Mas Koko bangun dari tidurnya yang lelap. Dia pun bergegas, beribadah. Setelah itu, dia membersihkan tempat tinggalnya yang sederhana. Tidak lama, dia bersiap menjalani rutinitasnya. Diambilnya kruk kayu yang disandarkan di dinding. Tertatih-tatih, Mas Koko berjalan ke jalan raya. Dia memberhentikan Kopaja jurusan Kp. Melayu-Ps. Minggu yang sedang melaju. Mas Koko pun naik. Dia hendak ke Pasar Minggu. Apa yang akan dilakukan Mas Koko disana? Tidak, dia tidak hendak mengemis. Dia pergi ke salah satu pedagang janur langganannya. Dia membeli janur-janur pembuat kulit ketupat itu secukupnya. Setelah transaksi selesai, Mas Koko kembali ke rumahnya.
Sambil bercerita, Mas Koko asyik membuat kulit ketupat.

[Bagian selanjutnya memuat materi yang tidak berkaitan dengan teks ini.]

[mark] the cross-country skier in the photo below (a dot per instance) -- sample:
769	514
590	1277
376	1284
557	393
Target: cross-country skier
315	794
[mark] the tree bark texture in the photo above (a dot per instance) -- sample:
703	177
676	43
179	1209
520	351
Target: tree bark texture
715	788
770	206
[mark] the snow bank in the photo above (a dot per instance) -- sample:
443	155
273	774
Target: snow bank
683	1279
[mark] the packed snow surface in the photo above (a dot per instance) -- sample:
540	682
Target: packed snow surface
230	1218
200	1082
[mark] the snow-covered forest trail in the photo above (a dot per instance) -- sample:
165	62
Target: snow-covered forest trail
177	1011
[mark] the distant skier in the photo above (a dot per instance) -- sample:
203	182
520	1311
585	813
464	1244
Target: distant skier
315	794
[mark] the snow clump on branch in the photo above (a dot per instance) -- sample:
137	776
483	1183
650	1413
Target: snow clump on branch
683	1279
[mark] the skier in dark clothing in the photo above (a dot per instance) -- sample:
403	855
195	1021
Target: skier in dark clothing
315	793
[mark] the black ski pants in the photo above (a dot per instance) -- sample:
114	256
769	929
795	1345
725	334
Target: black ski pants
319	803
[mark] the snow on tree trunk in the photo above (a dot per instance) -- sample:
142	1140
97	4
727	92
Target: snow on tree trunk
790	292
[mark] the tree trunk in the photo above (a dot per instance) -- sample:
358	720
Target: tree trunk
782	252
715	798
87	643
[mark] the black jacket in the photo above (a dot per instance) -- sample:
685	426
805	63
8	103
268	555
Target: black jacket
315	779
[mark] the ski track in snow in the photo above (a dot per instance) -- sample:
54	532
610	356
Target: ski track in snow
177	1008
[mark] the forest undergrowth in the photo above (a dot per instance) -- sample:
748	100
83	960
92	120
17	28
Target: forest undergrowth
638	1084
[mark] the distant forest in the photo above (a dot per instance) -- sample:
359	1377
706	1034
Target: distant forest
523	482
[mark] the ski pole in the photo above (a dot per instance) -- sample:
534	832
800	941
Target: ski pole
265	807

Dia berkata bahwa meskipun cacat fisik, dia tidak mau menadahkan tangannya. Saya masih mampu bekerja, katanya lagi. Memang penghasilan Mas Koko pas-pasan. Pembeli kulit ketupat buatannya pun hanya tetangga sekitar. Menjelang lebaran, penghasilan Mas Koko meningkat. Lumayan, buat silaturahmi ke saudara, ujarnya.
Mas Koko tetap tersenyum meski hanya seorang pembuat kulit ketupat.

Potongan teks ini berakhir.